Provenance – another look at taxonomic treatments and names

When an ‘ex banker’ - Tim Robertson - meets an ‘ex taxonomist’ - Donat Agosti - this can be very inspiring, especially when they discover that they share rather unexpectedly more than they ever expected. So, what is it?

Both share data lineages. The banker has bank accounts that are created, mutated and that have at a given time a certain value. The taxonomist has species that are described, mutated and at a given time have a certain name. Both of them have provenance, a documented lineage of data that includes the data origins, what happened to it and where it moves over time, a ledger in bankers term. It allows to trace the history, and in taxonomy it ought to allow to reproduce the history.

Each change is documented with bank records, now almost completely automated and well secured contrasting to taxonomy, where neither accounts of species are maintained in registries nor are the changes linked to the an electronic registry but rather published in parts of scientific publications that not even can be cited.

In both system, there is a login mechanism. A highly secured authentication mechanism to log into the respective bank account and in contrast a very loose mechanism whereby a transaction has to be in a scholarly publication as defined by the Codes.

Both have some requirement on how to create a new account of create a new taxon. Whilst an actual money transfer is essential to create an account of mutate its value, it is required to fulfil certain criteria to create an available name for a new species or higher taxon, but one is left to believe that this conditions are fulfilled.

Here then begins the difference that is in fact rather that taxonomy is many years behind the technological development in banking.

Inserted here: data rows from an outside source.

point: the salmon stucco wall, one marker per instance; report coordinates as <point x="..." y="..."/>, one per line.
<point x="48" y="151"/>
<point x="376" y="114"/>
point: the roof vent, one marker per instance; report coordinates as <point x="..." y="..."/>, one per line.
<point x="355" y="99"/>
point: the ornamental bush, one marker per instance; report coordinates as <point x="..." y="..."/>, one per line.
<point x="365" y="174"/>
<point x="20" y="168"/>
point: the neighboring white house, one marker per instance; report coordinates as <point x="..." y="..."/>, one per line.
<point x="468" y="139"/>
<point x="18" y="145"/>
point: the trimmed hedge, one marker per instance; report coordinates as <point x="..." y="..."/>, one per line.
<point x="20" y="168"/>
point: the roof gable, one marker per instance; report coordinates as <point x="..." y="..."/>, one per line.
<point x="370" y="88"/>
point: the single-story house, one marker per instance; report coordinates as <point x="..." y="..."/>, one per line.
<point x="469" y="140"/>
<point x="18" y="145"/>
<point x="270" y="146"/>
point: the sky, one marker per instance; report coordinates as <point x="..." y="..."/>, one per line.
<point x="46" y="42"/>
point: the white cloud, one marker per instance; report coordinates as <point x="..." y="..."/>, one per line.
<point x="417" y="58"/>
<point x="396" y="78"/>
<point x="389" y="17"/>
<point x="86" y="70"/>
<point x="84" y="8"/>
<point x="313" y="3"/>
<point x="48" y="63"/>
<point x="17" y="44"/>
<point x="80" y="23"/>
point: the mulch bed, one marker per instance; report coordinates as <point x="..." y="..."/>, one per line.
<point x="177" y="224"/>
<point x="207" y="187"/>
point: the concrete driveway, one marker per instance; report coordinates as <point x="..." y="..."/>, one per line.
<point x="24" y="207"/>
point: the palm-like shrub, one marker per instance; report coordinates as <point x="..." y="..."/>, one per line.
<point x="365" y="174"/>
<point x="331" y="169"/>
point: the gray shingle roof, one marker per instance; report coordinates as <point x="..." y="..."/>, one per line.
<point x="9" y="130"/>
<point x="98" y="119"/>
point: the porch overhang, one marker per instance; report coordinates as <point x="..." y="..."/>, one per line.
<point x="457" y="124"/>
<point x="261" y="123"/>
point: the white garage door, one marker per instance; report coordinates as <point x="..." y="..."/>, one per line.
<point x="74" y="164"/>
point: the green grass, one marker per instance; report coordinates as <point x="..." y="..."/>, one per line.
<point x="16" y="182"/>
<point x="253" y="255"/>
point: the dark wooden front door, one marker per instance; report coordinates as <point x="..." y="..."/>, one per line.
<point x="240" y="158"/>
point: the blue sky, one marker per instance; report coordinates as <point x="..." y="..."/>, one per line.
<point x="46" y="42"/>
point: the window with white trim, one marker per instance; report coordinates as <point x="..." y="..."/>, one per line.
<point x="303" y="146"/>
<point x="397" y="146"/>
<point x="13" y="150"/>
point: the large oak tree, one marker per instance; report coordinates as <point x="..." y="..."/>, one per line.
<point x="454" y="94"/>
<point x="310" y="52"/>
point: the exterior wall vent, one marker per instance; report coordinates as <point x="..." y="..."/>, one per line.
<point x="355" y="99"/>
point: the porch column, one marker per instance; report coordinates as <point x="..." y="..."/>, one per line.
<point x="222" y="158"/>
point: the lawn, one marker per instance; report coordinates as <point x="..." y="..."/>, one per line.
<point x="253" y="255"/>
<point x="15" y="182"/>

In taxonomy too, each transaction is documented by a taxonomic treatment, a piece of text labeled with the respective accepted taxonomic name published in scholarly publication. They together fill hundreds of millions of pages of taxonomic literature, refer often to scholarly illustrations, and in scientific tradition, cite earlier usage of the species in literature, either in a highly implicit form citing the first author and publication year or providing a complete history of subsequent taxonomic treatments.

Citations are typed, that is they can just refer to a former usage and add more data, they can accept a change in the name by citing the taxonomic treatment where the change occured or they can argue for a change in the name, such as synonymized a taxon with another other, or creating a new combination after it has been discovered that this species belongs into a different genus altogether.

More importantly, in the taxonomic treatment reference is made to the specimens used to create the new species and its name (the holotype as the most decisive specimen). They are in most cases implicit and there is no electronic link to the respective physical object in our natural history collections.

The positive aspect is that we have provenance, a well documented lineage for all the currently accepted names through a very simple but efficiently corpus of linked taxonomic treatments. Another positive aspect is that the banks show us how to deal with large data.

Taxonomists can essentially copy what the banks to produce a highly automated process to create an electronic version of the catalogue of life (sort of the central bank for taxonomic names). The currency would be the specimens that can be cited because they have certified digital copies, the conditions to create a new name could be checked following the conditions set by the Codes. An additional effort is needed to digitize all the old records.

Taxonomic treatments play in this system a central role similar to the documented transactions in a bank allowing to recapitulate each step. Additionally, in taxonomy as a science, it allows to reproduce the discovery of new species or changes. The treatments summarize all the arguments a scientist used, and peer review accepted in many ways, in this process. And in good scientific tradition, taxonomic treatments include with their included treatment citations, all the information to build the catalogue of life.

Formally, most of the technical elements and legal basis exist and are in operation, both for ongoing publications as well as processing the overwhelming corpus of legacy publications. The Arcadia Fund is supporting Plazi, in collaboration with CERNZenodo and Pensoft, and the European Journal of Taxonomy is collaborating to enhance and made this approach more popular, GBIF is a long term user of taxonomic treatments.